PCA resulted in three PC for SUM-AUT and WIN and two PC for SPR, explaining 77.6, 81.1, and 84.3% of the data variance, respectively. The results showed that the importance of the parameters is seasonal dependent, although similar behavior could be observed among the PC distributions along with SUM-AUT, WIN, and SPR periods. Applied to the whole data set, PMF resulted in three factors, which are in mostly in accordance with the results provided by PCA, representing the discharge of domestic sewage, industrial wastewater, and agricultural runoff. In summary, the results provided by PCA/PMF suggested that organic pollution, biochemical pollution, agricultural runoff, physicochemical, and soil weathering are the potential pollution sources affecting the Sinos River water quality.
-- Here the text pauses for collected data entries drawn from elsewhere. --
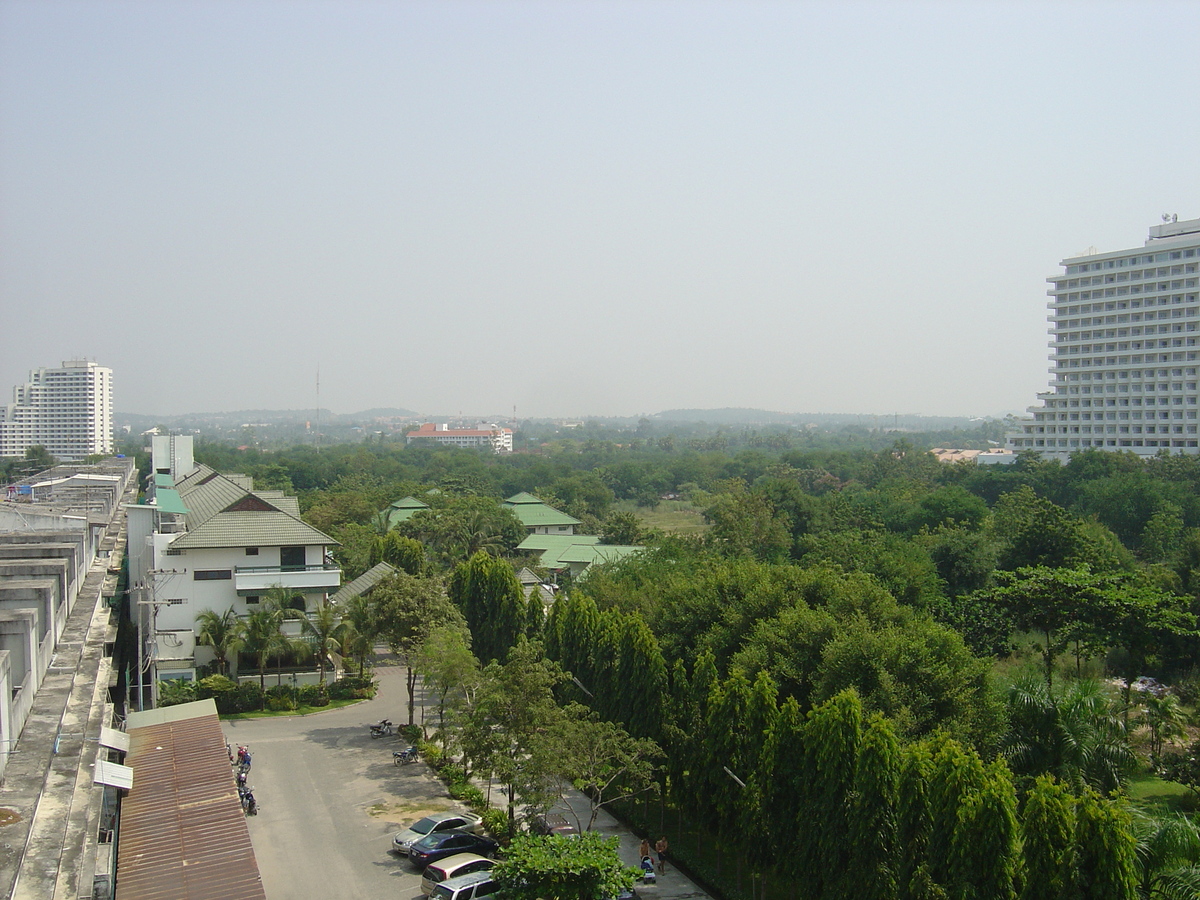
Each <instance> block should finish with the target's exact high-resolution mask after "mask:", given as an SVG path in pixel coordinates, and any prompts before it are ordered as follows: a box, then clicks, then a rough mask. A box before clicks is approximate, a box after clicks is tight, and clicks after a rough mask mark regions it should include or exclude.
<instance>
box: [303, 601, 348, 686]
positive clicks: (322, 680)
mask: <svg viewBox="0 0 1200 900" xmlns="http://www.w3.org/2000/svg"><path fill="white" fill-rule="evenodd" d="M300 628H301V629H302V631H304V638H305V640H306V641H307V642H308V644H310V646H311V647H312V652H313V655H316V656H317V667H318V668H319V670H320V683H322V684H324V683H325V660H326V659H328V660H330V661H335V660H332V658H331V655H332V654H335V653H338V652H340V650H341V648H342V638H343V635H344V634H346V632H347V631H348V630H349V628H350V624H349V623H348V622H343V620H342V619H341V617H338V614H337V612H336V611H335V610H334V607H332V606H330V605H329V604H325V605H323V606H322V607H320V608H318V610H317V612H314V613H312V614H310V616H305V617H304V618H302V619H301V620H300Z"/></svg>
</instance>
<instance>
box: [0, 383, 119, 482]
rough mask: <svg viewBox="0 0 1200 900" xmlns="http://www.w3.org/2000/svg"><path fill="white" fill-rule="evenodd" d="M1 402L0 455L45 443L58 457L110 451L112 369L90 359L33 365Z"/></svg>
mask: <svg viewBox="0 0 1200 900" xmlns="http://www.w3.org/2000/svg"><path fill="white" fill-rule="evenodd" d="M12 401H13V402H12V403H8V404H7V406H0V456H24V455H25V451H26V450H28V449H29V448H31V446H44V448H46V449H47V451H49V454H50V455H52V456H54V457H55V458H58V460H60V461H76V460H83V458H85V457H88V456H92V455H96V454H110V452H113V370H110V368H107V367H106V366H101V365H97V364H95V362H91V361H89V360H67V361H65V362H64V364H62V365H61V366H60V367H58V368H36V370H34V371H32V372H30V373H29V382H28V383H26V384H22V385H18V386H16V388H13V391H12Z"/></svg>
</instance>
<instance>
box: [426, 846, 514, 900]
mask: <svg viewBox="0 0 1200 900" xmlns="http://www.w3.org/2000/svg"><path fill="white" fill-rule="evenodd" d="M494 865H496V860H494V859H488V858H487V857H481V856H479V854H478V853H455V854H454V856H452V857H446V858H445V859H443V860H440V862H438V863H432V864H431V865H427V866H425V875H422V876H421V893H422V894H428V893H431V892H432V890H433V888H436V887H437V886H438V884H440V883H442V882H443V881H449V880H450V878H457V877H458V876H460V875H470V874H473V872H488V871H491V870H492V868H493V866H494Z"/></svg>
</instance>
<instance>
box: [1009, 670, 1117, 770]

Thus, this study demonstrates the usefulness of multivariate statistical techniques such as CA, PCA, and PMF in the analysis and interpretation of complex data sets such as those resulting from water quality monitoring programs of urban rivers, as well as for the pollution sources identification and apportionment and to understand the temporal variations in water quality, which can be an important tool for water resources management, as well as guide to the proper WTP management, to some extent. Finally, considering the representative concentrations of fecal bacteria (ECOLI) and its high water contamination capacity, it is suggested that the treatment of domestic sewage should be a priority action aimed at the recovery of the environmental quality of the SRB, in order to avoid environmental problems of higher proportions and its harmful consequences to human health. In addition, it is of importance to mention that pollution implies in the increase of water treatment costs and, despite the high pollution loads of the Sinos River, in the current scenario, COMUSA is still able to treat and supply drinking water to the community.